How these micro-organisms survive is still an open question. Lynch and Schmidt and colleagues looked for evidence of photosynthesis or chlorophyll, but didn't find it (it's not clear from the press piece whether this was in the fungi or all the micro-organisms; we'll have to await the paper soon to be published in the Journal of Geophysical Research-Biogeosciences). "Instead, they think the microbes might slowly convert energy by means of chemical reactions that extract energy and carbon from wisps of gases such as carbon monoxide and dimethyl sulfide that blow into the desolate mountain area." These guys are apparently not fast-moving, so don't need a whole lot of energy. But the researchers suggest that it's possible that these organisms are making energy in a way that isn't yet known -- this seems unlikely to us because 5% genetic difference doesn't seem like enough to support a whole new metabolic process.

The diversity of life in this particular ecosystem is pretty sparse; they identified only 20 or so in these samples. The microbiologists, used to finding thousands of lifeforms in soil samples of the same size, say this is likely to be due to lack of water.

Not to be satisfied understanding the extremes of life on Earth, the team of microbiologists is teaming up with astrobiologists with the idea that the conditions in the Atacama region must be as close to those on Mars as anyplace on Earth.

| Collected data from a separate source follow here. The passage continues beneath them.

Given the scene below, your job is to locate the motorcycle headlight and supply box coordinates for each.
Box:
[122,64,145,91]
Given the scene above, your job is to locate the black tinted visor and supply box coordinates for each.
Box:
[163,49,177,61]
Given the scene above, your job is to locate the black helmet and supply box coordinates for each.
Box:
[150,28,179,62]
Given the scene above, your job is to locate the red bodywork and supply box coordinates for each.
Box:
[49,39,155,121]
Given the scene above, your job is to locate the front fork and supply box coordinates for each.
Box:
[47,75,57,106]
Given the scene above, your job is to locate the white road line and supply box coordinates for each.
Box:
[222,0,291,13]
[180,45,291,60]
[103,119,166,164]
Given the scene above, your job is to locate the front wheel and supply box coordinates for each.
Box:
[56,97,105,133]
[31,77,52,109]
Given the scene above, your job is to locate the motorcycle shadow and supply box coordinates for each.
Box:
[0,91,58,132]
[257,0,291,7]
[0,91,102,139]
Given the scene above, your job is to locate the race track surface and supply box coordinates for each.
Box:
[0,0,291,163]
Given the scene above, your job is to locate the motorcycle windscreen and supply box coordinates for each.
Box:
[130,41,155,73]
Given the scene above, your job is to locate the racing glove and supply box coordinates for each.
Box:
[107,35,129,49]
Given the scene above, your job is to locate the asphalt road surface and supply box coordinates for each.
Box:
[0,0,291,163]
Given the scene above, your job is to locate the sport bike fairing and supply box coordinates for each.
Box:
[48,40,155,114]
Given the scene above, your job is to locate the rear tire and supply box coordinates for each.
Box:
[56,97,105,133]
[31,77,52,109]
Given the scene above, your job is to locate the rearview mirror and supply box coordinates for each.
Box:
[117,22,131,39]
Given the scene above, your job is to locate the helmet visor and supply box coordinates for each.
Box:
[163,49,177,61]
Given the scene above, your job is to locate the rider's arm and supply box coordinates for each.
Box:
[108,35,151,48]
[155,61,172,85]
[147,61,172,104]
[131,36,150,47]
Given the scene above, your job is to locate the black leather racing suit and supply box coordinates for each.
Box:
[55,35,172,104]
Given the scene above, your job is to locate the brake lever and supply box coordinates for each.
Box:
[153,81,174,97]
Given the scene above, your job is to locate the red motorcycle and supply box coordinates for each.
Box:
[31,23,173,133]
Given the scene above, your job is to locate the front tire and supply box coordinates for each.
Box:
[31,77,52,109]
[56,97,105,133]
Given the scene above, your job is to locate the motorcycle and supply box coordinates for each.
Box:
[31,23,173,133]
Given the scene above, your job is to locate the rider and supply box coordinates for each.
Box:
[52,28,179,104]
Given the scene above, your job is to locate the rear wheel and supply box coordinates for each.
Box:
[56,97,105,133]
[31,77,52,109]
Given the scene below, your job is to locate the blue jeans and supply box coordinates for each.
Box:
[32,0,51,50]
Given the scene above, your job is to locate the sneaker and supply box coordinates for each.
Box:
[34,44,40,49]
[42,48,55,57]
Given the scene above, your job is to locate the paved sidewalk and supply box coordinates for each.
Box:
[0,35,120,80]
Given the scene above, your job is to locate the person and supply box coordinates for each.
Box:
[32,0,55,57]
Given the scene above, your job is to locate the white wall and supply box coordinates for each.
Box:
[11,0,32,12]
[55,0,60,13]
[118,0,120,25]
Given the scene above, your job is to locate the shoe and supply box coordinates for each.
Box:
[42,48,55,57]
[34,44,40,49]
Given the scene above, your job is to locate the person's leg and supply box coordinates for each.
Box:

But that's not why we like this story -- in fact, that makes us like the story a little bit less.  Why can't these organisms be interesting in and of themselves, for what they tell us about the extremes of life on Earth, as well as the evolutionary principles that drive the ways that life has adapted to just about any condition the Earth throws at it?  Indeed, to us this finding is another piece of evidence for the beauty of evolution, that life here on Earth is eminently adaptable.  This is one of the fundamental principles of life we've written about numerous times, including here, and in our book.  To us it helps explain and predict the kinds of diversity we see wherever we look.

Prokaryotes and phungi -- two more entries in Holly's evolutionary P Hall of Fame.